Copyright © University of Cambridge. All rights reserved.
Why play this game?
This game offers a motivating context in which children can improve their logical thinking skills. It is a low threshold high ceiling
game that is easily accessible but, at the highest level, has the potential to be generalised.
To start with, invite the children to play the game several times to get used to how it works. Everyone can have a go at playing randomly.
You may soon notice some of them start looking for a way to win so draw everyone's attention to this, using a mini plenary, and start thinking together as a class about how to win. Look out for children who are discussing whether it matters who goes first and, again, draw everyone’s attention to this.
Encourage the children to record their moves and help them to articulate their ideas about strategy with sentences such as, ‘I noticed that when I ..., xxxx happened’. Encourage them to think more than one step ahead: ‘If I do this, then xxxx may happen and then I can xxxx. This would be useful because ...’.
Also encourage the children to articulate a hypothesis of ‘how to win’ and to try out their hypothesis a number of times. If it fails, they need to develop a new hypothesis. Children who think they have different winning hypotheses could play against each other and see what happens. Opponents will soon become partners in investigation as they test their hypotheses. Children may
like to try out their winning strategy at home or with a child in another class at playtime.
Encourage them to think abut how they can record their winning strategy, maybe in the form of 'Top Tips'.
What happens when there are three counters left?
Does it matter who goes first? Why or why not?

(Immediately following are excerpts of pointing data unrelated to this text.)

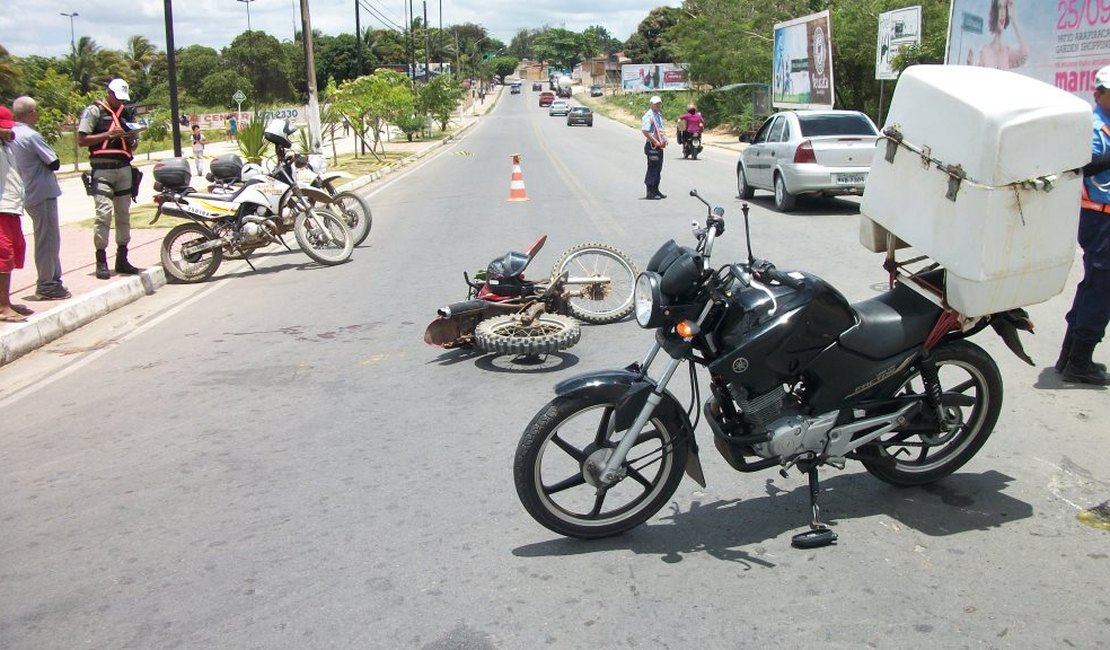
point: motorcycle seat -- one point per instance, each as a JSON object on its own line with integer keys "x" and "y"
{"x": 208, "y": 196}
{"x": 890, "y": 323}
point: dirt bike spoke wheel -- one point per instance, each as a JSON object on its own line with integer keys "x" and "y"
{"x": 323, "y": 236}
{"x": 511, "y": 334}
{"x": 355, "y": 213}
{"x": 928, "y": 450}
{"x": 559, "y": 457}
{"x": 601, "y": 302}
{"x": 183, "y": 265}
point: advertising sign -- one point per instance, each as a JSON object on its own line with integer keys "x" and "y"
{"x": 1063, "y": 42}
{"x": 897, "y": 29}
{"x": 653, "y": 77}
{"x": 803, "y": 75}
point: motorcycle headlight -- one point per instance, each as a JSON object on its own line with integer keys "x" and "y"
{"x": 648, "y": 300}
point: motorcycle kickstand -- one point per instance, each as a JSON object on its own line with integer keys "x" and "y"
{"x": 819, "y": 534}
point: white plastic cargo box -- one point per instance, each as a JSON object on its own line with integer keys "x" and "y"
{"x": 1007, "y": 231}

How can you win at this game?
You can encourage the children to think about ‘What if …?’ questions, such as what happens if you start the game with a different number of counters? (A series of key numbers will emerge, as well as some interesting observations about odds, evens and multiples.)
You could offer to record a game for children who are struggling. You can then look back together at key moments. This might enable you to discuss what each player could have done differently at certain points in the game.